OpenAI mystery: How OpenAI uses YouTube videos to train Sora

The AI community widely speculates that OpenAI has utilized a substantial volume of YouTube videos to train its models, including the recent Sora project. This practice is somewhat of an open secret, despite Google’s strict rules against scraping or downloading videos from YouTube for commercial purposes. The tech giant actively thwarts large-scale data retrieval attempts, a challenge lamented on forums like GitHub and Reddit, where users report exceedingly slow download times for even a single video.

RELATED: OpenAI unveiled a new AI model, Sora, that transforms text into a 60-second video

Given the immense need for diverse data, including text, images, and video, to train AI models, OpenAI must have navigated around these obstacles to access or download a significant amount of content from YouTube. When queried about this, OpenAI remarked, “Sora’s training included material from licensed sources as well as publicly available content from the internet,” sidestepping direct questions regarding the scale of YouTube video downloads and Google’s limitations.

The surge in generative AI technology has led to an intense scramble for high-quality data.
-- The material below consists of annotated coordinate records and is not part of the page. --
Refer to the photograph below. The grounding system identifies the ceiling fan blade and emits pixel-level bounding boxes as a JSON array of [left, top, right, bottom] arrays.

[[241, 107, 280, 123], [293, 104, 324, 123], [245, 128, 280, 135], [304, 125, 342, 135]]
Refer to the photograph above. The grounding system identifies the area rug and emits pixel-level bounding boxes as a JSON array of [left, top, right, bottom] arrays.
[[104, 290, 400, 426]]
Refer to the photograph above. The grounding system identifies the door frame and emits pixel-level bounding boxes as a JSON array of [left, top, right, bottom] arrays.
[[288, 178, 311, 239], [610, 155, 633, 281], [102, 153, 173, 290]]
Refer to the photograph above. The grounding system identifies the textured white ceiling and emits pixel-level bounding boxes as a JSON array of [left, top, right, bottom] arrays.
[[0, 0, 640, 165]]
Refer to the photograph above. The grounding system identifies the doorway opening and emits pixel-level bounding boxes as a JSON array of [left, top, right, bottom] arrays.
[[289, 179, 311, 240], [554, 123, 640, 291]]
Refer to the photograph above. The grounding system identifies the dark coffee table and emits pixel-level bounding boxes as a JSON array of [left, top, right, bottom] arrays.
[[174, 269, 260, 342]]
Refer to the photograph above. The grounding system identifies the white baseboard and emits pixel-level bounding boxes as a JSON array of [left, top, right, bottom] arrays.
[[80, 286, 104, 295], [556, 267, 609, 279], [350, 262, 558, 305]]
The legal, ethical, and best practices in this arena remain murky, though accessing YouTube videos in potentially policy-violating ways is not necessarily illegal. The doctrine of “fair use” and extensive case law provide some protection for using online content in various ways, with ongoing debates about whether using copyrighted material for AI training falls under legal use.

In an environment eager for data, AI companies, including OpenAI, operate under a veil of secrecy regarding their data acquisition methods. Comparisons have been drawn to the e-commerce sector, where companies routinely scrape competitors’ pricing information despite such practices being formally against many service terms. This tacit mutual tolerance reflects the unresolved nature of data scraping ethics and legality in the burgeoning field of AI.

RELATED: It’s confirmed that OpenAI’s Sora text-to-video generator will be publicly available this year

The practice of disclosing training data sources in research papers has dwindled as competition heats up, leaving many questions unanswered. When The Wall Street Journal inquired if OpenAI had used YouTube videos to train Sora, CTO Mira Murati responded, “I’m not actually sure about that.” Further pressed for details on training data sources, Murati remained elusive, stating, “I’m not going to go into the details,” highlighting the secretive and competitive landscape of AI development.